The War on Drugs conquista a América

A banda que chegou ao seu terceiro LP ano passado conseguiu ultrapassar a vagação apenas pela cena indie americana para alçar voos maiores de lá para cá.

Se havia feito algum barulho nas rádios universitárias com “Wagonwheel Blues” (2008) acabou por esfriar as expectativas da crítica com o fraco “Slave Ambient” (2012). Essa irregularidade qualitativa do grupo criado na Filadélfia o atrapalhou bastante para se firmar na cena interna, o que dirá na viagem pelos ouvidos da galera de fora do país.

Mas a excelência do álbum “Lost in the Dream” posicionou Adam Granduciel e seus comparsas num patamar que era irreal para eles até então.
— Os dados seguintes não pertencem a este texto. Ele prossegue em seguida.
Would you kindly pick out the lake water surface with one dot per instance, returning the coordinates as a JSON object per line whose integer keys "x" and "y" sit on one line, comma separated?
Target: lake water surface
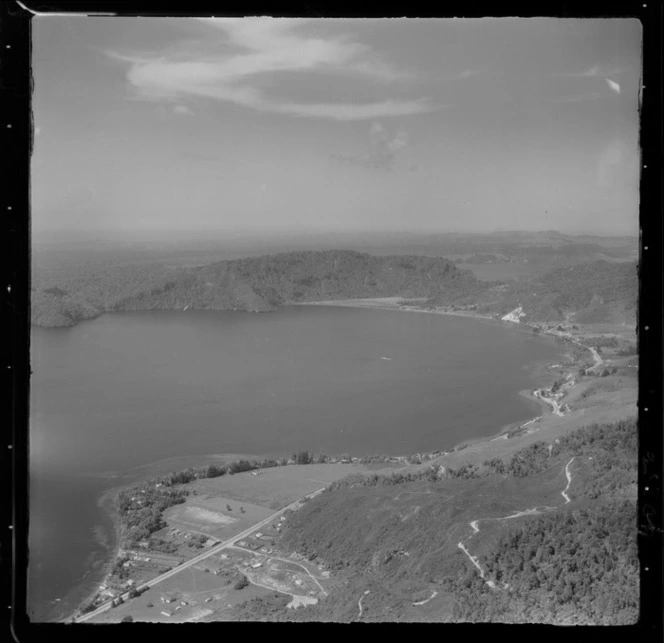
{"x": 128, "y": 389}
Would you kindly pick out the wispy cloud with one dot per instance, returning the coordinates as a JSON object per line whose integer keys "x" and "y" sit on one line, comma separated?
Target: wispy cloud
{"x": 593, "y": 72}
{"x": 613, "y": 85}
{"x": 257, "y": 46}
{"x": 383, "y": 149}
{"x": 183, "y": 109}
{"x": 576, "y": 98}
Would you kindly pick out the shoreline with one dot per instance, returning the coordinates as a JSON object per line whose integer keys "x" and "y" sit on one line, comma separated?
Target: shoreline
{"x": 107, "y": 501}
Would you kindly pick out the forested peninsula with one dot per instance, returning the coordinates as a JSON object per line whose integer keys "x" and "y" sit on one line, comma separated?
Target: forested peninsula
{"x": 596, "y": 291}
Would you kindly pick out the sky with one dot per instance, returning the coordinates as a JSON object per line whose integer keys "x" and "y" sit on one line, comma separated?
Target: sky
{"x": 263, "y": 124}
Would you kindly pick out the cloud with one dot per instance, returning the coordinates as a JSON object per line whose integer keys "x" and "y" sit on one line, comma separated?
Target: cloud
{"x": 610, "y": 163}
{"x": 183, "y": 109}
{"x": 577, "y": 98}
{"x": 227, "y": 71}
{"x": 613, "y": 85}
{"x": 383, "y": 148}
{"x": 593, "y": 72}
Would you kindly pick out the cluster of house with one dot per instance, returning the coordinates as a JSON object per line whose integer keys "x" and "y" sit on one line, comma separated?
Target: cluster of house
{"x": 169, "y": 599}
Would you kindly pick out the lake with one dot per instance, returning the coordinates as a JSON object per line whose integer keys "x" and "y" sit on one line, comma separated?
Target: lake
{"x": 128, "y": 389}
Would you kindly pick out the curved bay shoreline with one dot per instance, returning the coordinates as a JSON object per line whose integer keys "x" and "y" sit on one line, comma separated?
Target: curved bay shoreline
{"x": 542, "y": 374}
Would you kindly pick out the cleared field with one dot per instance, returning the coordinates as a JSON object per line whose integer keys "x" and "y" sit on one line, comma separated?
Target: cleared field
{"x": 274, "y": 488}
{"x": 192, "y": 585}
{"x": 500, "y": 271}
{"x": 208, "y": 515}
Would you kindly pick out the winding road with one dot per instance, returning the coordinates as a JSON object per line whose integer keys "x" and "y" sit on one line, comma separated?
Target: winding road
{"x": 527, "y": 512}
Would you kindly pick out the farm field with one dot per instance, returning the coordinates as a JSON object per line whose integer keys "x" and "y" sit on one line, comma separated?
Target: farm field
{"x": 215, "y": 516}
{"x": 194, "y": 586}
{"x": 273, "y": 488}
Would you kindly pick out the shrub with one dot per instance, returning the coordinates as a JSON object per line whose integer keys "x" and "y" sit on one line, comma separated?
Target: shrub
{"x": 241, "y": 583}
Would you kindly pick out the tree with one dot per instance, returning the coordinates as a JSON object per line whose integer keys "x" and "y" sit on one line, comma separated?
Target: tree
{"x": 241, "y": 583}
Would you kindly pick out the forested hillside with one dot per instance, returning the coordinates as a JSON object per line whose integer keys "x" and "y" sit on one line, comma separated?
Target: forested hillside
{"x": 566, "y": 563}
{"x": 594, "y": 292}
{"x": 262, "y": 283}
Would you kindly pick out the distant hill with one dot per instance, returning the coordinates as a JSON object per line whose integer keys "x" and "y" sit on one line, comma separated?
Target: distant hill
{"x": 595, "y": 292}
{"x": 600, "y": 291}
{"x": 262, "y": 283}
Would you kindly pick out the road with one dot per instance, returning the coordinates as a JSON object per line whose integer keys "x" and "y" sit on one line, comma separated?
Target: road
{"x": 286, "y": 560}
{"x": 196, "y": 559}
{"x": 528, "y": 512}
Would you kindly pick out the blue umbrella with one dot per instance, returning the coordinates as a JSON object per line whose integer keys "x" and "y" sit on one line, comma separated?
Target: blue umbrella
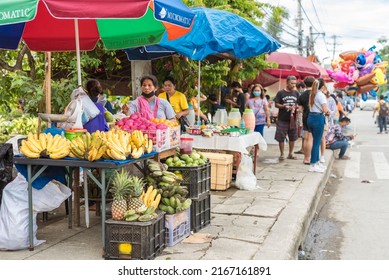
{"x": 147, "y": 52}
{"x": 216, "y": 31}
A vida dos caras não tem sido fácil e a atual turnê do grupo acarreta até 20 shows por mês (tendendo a aumentar isso já que farão uma esticada à Europa e Japão).

Com participação em alguns mega-festivais americanos desde o ano passado culminando na atividade única que proporcionou aos fãs que compareceram ao Coachella semana passada, a banda saboreia o sabor da fama e a necessidade de se mostrar para um público cada vez maior em locais nos quais não estão acostumados a aparecer.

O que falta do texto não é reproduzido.